Loads of Learned Lumber

Sunday, February 26, 2023

William Allen White, _A Most Lamentable Comedy_

 A SHORT NOVEL, just under a hundred pages, included in a volume titled Stratagems and Spoils, published by Scribner's in 1901. I obtained a copy to read through the good offices of interlibrary loan (thank you, Sioux Falls College Library).

I know about this thanks to Thomas Frank's The People, No, which I hope to be blogging about before too long. Frank's book argues that the the term "populism" is routinely misused and that the American political movement known as Populism has been routinely misunderstood. Case in point: this work of fiction by legendary Kansas journalist William Allen White. It was news to me that White wrote fiction, so Frank inspired me to check it out.

The main character in "A Most Lamentable Comedy" is Dan Gregg, a village atheist type who discovers an ability to articulate popular resentment of bankers and financiers, despite a very slender understanding of how banking and finance actually work. Gregg's Will-Rogers-as-Marxist schtick gets him elected governor, at which point he soon finds himself involved with a crowd of corrupt fixers who take advantage of his naïveté. He is turned out at the next election, which he is convinced was fraudulent, and returns to his village and his wife.

Frank cites the novel as an example of how the Populists were caricatured as ignorant and demagogic even though they were nothing of the kind.
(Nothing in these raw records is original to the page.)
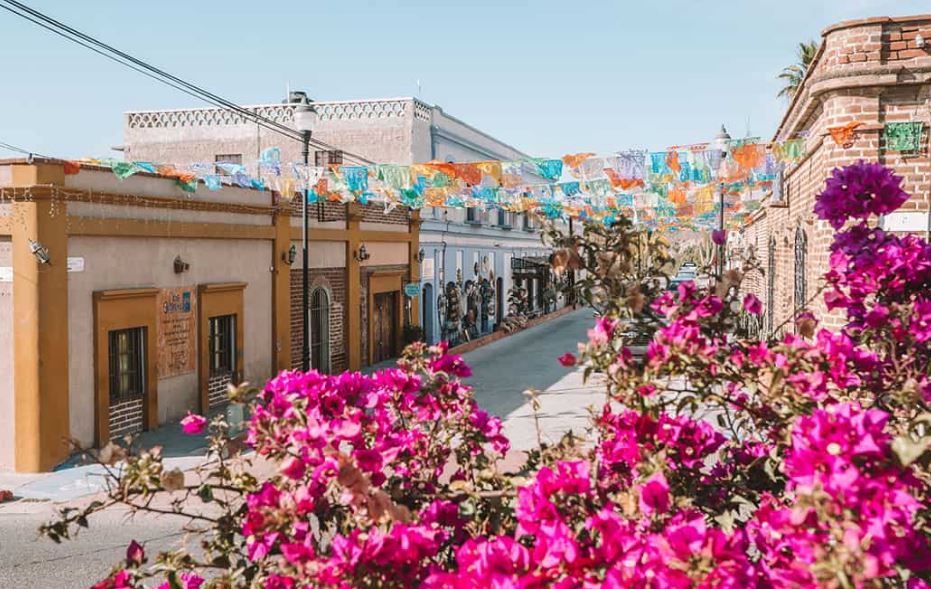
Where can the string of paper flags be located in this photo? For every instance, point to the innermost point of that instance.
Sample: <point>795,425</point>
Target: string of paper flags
<point>673,189</point>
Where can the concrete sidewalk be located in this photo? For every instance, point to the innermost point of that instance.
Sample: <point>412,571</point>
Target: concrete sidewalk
<point>76,478</point>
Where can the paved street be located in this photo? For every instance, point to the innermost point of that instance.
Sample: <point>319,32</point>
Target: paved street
<point>502,371</point>
<point>505,369</point>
It's an excellent example.

As a journalist's fiction, "A Most Lamentable Comedy" put me in mind of the fiction of the late Tom Wolfe: full of sharply-drawn representative types, satire of fashionable ideas, and an interest in the turning of the wheels of power, without much nuance as to character or setting or narrative modalities.  The book's preface, in which White sees his fiction, in its attention to the actual, as a departure from prevailing models of romance and domestic realism, likewise reminded me of the essays Wolfe occasionally published about why the contemporary novel should devote itself more to the mechanics of power, social and political, and less to the sort of thing they were encouraging in MFA writing programs. 

I wouldn't call Wolfe's fiction insightful about its times, though, entertaining though it often was, and I think Frank is right that White's fiction is not that insightful either. 

Still, White was famous for  his opposition to the KKK--I wonder whether he wrote any fiction about that?